Sara Wickham’s bestselling book explains the process of induction of labour and shares information from research studies, debates and women’s, midwives’ and doctors’ experiences to help women and families become more informed and make the decision that is right for them.

For example, women often report discomfort during and after membrane sweeping. Membrane sweeping can cause painful sensations which prevent them resting but don’t ‘put them into labour’. Infection is also a possibility. Another downside that we hear about occurs where a midwife or doctor accidentally breaks the baby’s waters. This means that the women will then be told she needs to be induced within the next day or two if she does not go into labour. This is because of concern about infection once the waters have been released.

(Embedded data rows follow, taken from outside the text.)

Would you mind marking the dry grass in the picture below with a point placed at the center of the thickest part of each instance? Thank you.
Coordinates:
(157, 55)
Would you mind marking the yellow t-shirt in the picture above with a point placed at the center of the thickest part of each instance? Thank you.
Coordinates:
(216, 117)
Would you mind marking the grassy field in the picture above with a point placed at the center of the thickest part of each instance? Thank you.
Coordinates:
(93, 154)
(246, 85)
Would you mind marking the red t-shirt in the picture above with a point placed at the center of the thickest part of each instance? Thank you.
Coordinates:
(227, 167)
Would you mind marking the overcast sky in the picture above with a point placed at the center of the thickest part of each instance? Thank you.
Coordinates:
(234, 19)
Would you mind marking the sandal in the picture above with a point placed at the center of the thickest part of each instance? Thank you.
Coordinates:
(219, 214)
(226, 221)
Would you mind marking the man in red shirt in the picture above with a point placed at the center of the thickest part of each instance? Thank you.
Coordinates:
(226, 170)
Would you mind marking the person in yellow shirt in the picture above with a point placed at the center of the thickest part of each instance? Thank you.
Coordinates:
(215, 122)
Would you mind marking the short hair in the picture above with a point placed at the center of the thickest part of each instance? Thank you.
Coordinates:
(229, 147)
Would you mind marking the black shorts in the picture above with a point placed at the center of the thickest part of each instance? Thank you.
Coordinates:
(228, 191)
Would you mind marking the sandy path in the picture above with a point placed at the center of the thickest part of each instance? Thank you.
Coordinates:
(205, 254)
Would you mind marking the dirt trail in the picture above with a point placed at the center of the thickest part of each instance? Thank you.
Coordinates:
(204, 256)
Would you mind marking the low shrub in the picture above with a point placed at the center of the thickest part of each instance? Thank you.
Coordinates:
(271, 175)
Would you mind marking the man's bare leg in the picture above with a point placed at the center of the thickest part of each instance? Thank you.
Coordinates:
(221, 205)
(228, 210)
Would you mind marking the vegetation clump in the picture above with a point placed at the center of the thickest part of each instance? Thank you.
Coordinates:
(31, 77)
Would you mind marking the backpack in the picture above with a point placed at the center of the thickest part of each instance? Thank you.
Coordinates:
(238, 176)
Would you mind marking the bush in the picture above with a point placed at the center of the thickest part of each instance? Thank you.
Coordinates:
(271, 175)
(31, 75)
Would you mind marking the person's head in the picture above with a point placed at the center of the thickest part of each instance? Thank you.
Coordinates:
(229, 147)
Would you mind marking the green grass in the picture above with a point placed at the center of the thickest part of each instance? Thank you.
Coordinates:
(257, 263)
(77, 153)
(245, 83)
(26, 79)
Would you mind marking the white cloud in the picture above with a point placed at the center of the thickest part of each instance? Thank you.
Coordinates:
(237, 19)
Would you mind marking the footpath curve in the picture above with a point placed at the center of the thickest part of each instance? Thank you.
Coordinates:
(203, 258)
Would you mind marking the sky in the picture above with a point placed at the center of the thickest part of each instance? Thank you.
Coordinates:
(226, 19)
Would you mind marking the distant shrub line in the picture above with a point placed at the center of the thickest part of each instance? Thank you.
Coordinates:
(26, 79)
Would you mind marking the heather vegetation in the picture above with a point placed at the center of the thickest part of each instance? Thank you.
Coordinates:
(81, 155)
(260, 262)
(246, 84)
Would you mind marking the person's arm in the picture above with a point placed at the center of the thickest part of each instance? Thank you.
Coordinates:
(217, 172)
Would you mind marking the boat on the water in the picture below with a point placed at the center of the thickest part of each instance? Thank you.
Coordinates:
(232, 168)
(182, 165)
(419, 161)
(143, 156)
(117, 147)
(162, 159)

Normalising interventions such as membrane sweeping can lead to a glossing over of the downsides. They can end up seeming like ‘just a small thing’ and yet they can have negative consequences. They can also undermine women’s confidence in their own bodies.


The individual’s decision

The final thing I want to mention is that any decision about induction of labour is, of course, a personal one.

If a woman isn’t keen to have a medical induction of labour, then she can say no to all interventions, including membrane sweeping. In many cases, membrane sweeping is offered (generally by kind-hearted birth attendants) in the hope of helping to avoid the more aggressive forms of induction of labour. But, as I have said elsewhere, it is entirely possible, legal and allowable to simply decline induction or any other intervention that you do not wish to have.

Our culture has become very focused on risk and prevention. As a result, intervention is often offered even when the risks are small and the likelihood of long-term negative consequences from the intervention is high. So it’s increasingly important that everyone gets good information in order to make the decisions that are right for them.